# What is so special about Blazer vanes???



## parker_lipetzky (Aug 31, 2006)

Lots of peolpe use them and im just curious why and what makes them so special???


----------



## bretts (Feb 24, 2004)

dont warp, good accuracy with broadheads, no tearing, easy to put on, look good


----------



## parker_lipetzky (Aug 31, 2006)

now does the wind have an effect on the way they fly at longer distances??


----------



## kase (Jan 23, 2005)

i don't think that the wind effects them at longer distances any more than it does a different vane. but yeah, like bretts said you can shoot them through targets and they won't warp.

kase


----------



## papapete (Jan 2, 2005)

I think that they stay tunned better when a broadhead is on.


----------



## panman (Mar 3, 2006)

They are also very good in the wisker bisqut.just put a drop of glue in front of the vain.


----------



## NDTerminator (Aug 20, 2003)

Marked improvement over standard vanes in essentially all important areas. Fletched up some of my wife's CX 250's with Blazers (at her request) and am amazed at the performance improvement over 4" vanes. If I ever pick up the compound again, I'll use Blazers or one of the clones which have appeared this year.
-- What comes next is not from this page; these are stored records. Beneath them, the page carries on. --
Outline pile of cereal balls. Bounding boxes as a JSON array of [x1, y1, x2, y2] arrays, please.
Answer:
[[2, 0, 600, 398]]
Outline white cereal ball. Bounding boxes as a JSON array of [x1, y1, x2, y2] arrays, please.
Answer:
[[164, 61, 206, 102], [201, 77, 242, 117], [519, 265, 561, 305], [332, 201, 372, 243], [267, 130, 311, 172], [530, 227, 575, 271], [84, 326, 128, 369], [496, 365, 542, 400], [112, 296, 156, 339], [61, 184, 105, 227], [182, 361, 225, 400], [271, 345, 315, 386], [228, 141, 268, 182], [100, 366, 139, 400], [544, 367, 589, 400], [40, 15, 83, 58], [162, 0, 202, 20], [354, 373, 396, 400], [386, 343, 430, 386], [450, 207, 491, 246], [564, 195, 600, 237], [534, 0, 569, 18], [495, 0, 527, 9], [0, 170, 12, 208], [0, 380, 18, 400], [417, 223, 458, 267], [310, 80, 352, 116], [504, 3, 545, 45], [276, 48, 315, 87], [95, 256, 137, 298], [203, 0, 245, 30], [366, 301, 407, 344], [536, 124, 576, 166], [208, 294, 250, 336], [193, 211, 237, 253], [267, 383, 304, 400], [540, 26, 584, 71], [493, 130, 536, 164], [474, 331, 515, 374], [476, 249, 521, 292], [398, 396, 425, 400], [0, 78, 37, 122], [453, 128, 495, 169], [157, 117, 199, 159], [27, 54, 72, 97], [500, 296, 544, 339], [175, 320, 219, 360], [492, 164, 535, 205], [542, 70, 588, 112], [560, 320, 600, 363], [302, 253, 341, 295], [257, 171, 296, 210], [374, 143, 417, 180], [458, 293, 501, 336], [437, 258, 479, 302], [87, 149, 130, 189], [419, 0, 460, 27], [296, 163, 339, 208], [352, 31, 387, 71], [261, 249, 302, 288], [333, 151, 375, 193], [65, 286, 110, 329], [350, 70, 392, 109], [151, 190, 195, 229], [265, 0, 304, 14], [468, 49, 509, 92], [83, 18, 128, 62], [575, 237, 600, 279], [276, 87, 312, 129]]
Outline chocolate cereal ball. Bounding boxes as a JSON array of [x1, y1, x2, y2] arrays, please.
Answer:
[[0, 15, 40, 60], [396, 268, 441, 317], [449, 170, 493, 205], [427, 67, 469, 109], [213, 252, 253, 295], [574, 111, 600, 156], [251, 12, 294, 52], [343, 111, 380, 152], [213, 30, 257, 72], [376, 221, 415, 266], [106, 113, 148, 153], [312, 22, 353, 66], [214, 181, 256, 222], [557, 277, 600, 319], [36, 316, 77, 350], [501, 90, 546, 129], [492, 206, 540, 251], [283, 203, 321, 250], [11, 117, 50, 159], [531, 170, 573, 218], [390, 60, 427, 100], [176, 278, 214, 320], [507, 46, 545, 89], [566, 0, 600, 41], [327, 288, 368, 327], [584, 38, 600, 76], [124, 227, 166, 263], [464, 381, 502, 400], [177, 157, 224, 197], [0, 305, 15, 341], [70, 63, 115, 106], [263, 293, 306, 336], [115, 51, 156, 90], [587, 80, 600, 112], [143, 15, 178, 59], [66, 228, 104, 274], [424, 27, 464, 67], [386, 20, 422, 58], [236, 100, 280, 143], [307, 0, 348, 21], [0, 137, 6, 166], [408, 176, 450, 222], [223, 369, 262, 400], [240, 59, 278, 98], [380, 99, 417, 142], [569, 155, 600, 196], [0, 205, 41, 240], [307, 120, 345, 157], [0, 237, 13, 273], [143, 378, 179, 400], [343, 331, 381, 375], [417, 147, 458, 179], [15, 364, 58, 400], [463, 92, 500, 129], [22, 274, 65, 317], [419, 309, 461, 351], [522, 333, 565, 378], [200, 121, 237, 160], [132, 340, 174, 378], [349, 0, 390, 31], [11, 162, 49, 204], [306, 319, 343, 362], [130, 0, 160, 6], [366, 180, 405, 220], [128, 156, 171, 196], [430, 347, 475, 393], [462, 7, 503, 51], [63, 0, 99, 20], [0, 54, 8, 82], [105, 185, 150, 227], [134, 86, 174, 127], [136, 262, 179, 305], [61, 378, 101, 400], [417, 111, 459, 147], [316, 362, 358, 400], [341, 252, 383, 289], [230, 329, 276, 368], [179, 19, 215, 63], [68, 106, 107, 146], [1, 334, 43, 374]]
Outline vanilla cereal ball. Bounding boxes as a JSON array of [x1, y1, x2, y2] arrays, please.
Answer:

I shoot Traditional with elevated rest & standard vanes. Just for the heck of it, I fletched up one of my CX Terminator Hunters with Blazers and tried it. I can report poor arrow flight, so it appears Blazers are designed specifically for compound bows shot with release and the rests usually used on them...
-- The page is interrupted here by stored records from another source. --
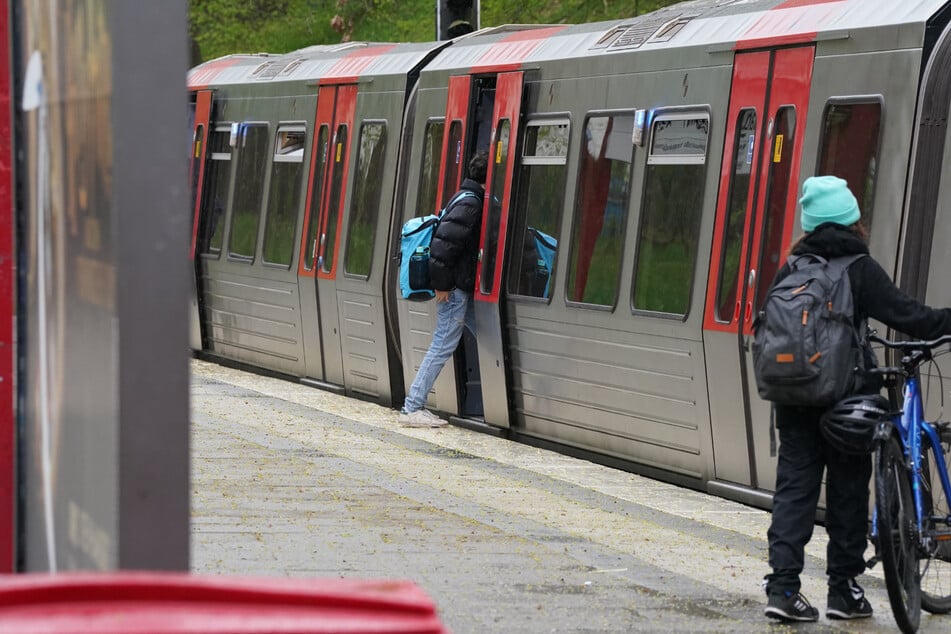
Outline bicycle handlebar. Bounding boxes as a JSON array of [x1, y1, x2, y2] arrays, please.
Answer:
[[867, 332, 951, 352]]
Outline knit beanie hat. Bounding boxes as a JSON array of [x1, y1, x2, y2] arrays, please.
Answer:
[[799, 175, 860, 232]]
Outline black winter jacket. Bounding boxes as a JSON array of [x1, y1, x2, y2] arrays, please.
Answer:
[[773, 222, 951, 426], [429, 179, 484, 293]]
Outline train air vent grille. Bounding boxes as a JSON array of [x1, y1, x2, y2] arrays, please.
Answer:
[[610, 14, 682, 49], [277, 58, 304, 77]]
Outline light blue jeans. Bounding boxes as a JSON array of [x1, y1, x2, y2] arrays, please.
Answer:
[[404, 288, 475, 413]]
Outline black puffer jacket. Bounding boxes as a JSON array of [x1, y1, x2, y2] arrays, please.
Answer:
[[429, 179, 484, 292], [774, 222, 951, 425]]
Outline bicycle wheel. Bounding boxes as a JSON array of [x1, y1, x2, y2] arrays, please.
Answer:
[[876, 435, 921, 633], [920, 428, 951, 613]]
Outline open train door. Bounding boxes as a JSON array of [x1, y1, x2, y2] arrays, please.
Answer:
[[473, 71, 523, 430], [188, 90, 213, 351], [703, 47, 814, 499], [297, 84, 357, 387]]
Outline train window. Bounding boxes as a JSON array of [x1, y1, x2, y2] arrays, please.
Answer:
[[754, 107, 797, 312], [566, 114, 634, 307], [344, 121, 387, 278], [633, 113, 709, 316], [817, 100, 882, 231], [198, 127, 232, 256], [441, 120, 463, 207], [715, 109, 756, 322], [320, 124, 348, 274], [262, 126, 306, 267], [480, 119, 511, 295], [508, 119, 569, 300], [415, 120, 445, 216], [303, 125, 329, 271], [229, 123, 269, 261]]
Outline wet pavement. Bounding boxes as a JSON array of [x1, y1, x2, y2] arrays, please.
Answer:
[[190, 359, 950, 633]]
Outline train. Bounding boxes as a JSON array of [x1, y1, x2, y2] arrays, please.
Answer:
[[186, 0, 951, 510]]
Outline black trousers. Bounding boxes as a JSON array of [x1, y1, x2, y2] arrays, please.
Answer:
[[765, 410, 872, 596]]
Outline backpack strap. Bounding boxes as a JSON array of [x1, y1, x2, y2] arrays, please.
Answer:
[[438, 190, 479, 218]]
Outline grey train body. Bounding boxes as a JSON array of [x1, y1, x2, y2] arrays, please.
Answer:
[[187, 0, 951, 510]]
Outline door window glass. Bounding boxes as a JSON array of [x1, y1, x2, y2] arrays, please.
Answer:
[[480, 120, 510, 295], [198, 127, 231, 256], [319, 124, 348, 273], [303, 125, 329, 271], [441, 120, 463, 207], [633, 114, 708, 316], [508, 119, 569, 300], [229, 123, 269, 260], [344, 121, 387, 277], [566, 114, 634, 307], [262, 126, 305, 267], [715, 109, 756, 322], [755, 107, 796, 311]]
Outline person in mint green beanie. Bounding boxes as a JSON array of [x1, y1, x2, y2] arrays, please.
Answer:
[[798, 175, 861, 232], [763, 175, 951, 623]]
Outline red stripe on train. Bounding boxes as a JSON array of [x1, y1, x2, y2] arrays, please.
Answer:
[[320, 45, 398, 85], [471, 26, 569, 74], [736, 0, 845, 50]]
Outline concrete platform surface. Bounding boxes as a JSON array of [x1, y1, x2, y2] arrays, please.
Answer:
[[190, 359, 949, 633]]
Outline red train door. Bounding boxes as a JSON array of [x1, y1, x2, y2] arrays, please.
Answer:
[[0, 0, 14, 571], [473, 71, 523, 429], [188, 90, 213, 351], [297, 84, 357, 385], [703, 47, 814, 490]]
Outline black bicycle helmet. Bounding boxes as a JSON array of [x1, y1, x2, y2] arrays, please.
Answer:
[[820, 394, 890, 454]]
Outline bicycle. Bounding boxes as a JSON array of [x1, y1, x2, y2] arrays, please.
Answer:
[[868, 332, 951, 633]]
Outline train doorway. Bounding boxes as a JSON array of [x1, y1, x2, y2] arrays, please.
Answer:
[[704, 47, 815, 492], [189, 90, 213, 352], [297, 84, 358, 386]]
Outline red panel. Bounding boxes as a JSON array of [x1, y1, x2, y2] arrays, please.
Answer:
[[0, 573, 448, 633], [317, 84, 357, 280], [0, 0, 14, 573], [474, 71, 523, 304], [471, 26, 567, 74], [436, 75, 471, 207], [189, 91, 213, 259], [702, 52, 770, 334], [320, 45, 397, 85]]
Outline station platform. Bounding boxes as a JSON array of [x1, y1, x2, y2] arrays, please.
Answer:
[[190, 359, 943, 633]]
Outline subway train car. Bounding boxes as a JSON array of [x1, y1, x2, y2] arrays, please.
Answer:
[[187, 0, 951, 509]]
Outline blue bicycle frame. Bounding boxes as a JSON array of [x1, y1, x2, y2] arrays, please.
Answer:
[[890, 375, 951, 539]]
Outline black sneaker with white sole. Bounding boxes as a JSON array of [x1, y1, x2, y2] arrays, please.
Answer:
[[765, 591, 820, 622], [826, 579, 873, 620]]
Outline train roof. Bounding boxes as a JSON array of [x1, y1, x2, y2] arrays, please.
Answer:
[[188, 0, 951, 89]]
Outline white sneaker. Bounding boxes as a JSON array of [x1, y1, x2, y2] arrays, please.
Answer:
[[399, 408, 448, 428]]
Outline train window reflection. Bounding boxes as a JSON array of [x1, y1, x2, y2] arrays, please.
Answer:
[[715, 109, 756, 322], [320, 125, 348, 274], [633, 113, 709, 316], [198, 127, 232, 256], [416, 120, 444, 217], [567, 113, 634, 307], [480, 120, 510, 295], [263, 126, 305, 267], [344, 121, 387, 277], [229, 123, 269, 261], [818, 100, 882, 231], [303, 125, 329, 271], [508, 119, 569, 300]]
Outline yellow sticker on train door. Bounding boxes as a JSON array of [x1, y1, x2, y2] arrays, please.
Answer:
[[336, 142, 342, 162], [496, 141, 504, 163], [773, 134, 784, 162]]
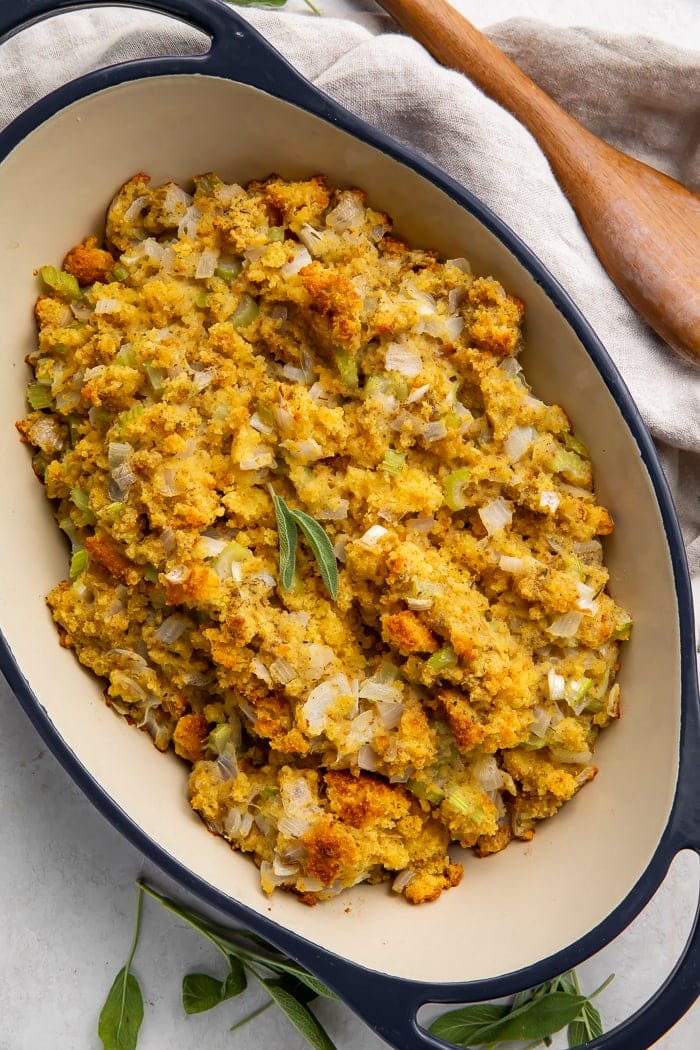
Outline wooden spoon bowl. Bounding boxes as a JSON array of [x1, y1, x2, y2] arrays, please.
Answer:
[[378, 0, 700, 365]]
Trad shooters stick with feathers or standard vanes if you shoot elevated rest...


----------



## nomrcy (Jul 14, 2005)

Blazers higher profile allows for better broadhead stablilization.


----------



## redwingnut22 (Jan 1, 2006)

Hey Parker

The advantage of Blazers is that they a little fly faster than regular 4" vanes. They are good if you use a buscuit, because of less drag when you shoot. The bad part about them is they are less stable at long ranges. 4" vanes are a little slower but at 25 yrds or more they are better, because they are more stable and accurate. If you want to try them refletch 3 of your arrows and shoot them against your other arrows with different vanes on them. You will see the difference at about 20 yrds and farther.


----------



## panman (Mar 3, 2006)

I have to disagree with you Red.I have been using Blazers in my 3 bows and i get elexent flight,at all dis.Not trying to start anything,just make sure that your bow is tuned well.I have been using them sence they came out and they are one of the best vains out there.If you use the Bisket,youll not find a better vain out there,that is,if its not a clone of the Biskets.As been mentioned,put a drop of glue in front and back of your vains and you should have no proublems.Before Blasers,i used feathers,in a properly tuned bow,they lasted for a long time but as others have stated,they became ragged and torn.I still use them now and then,because i like the way they look.On my hunting shafts with broadheads,i just shoot them once and change heads,spin test them again, and put in quvier and only use them for a shot at animals.I do the same with Blazers .pan.


----------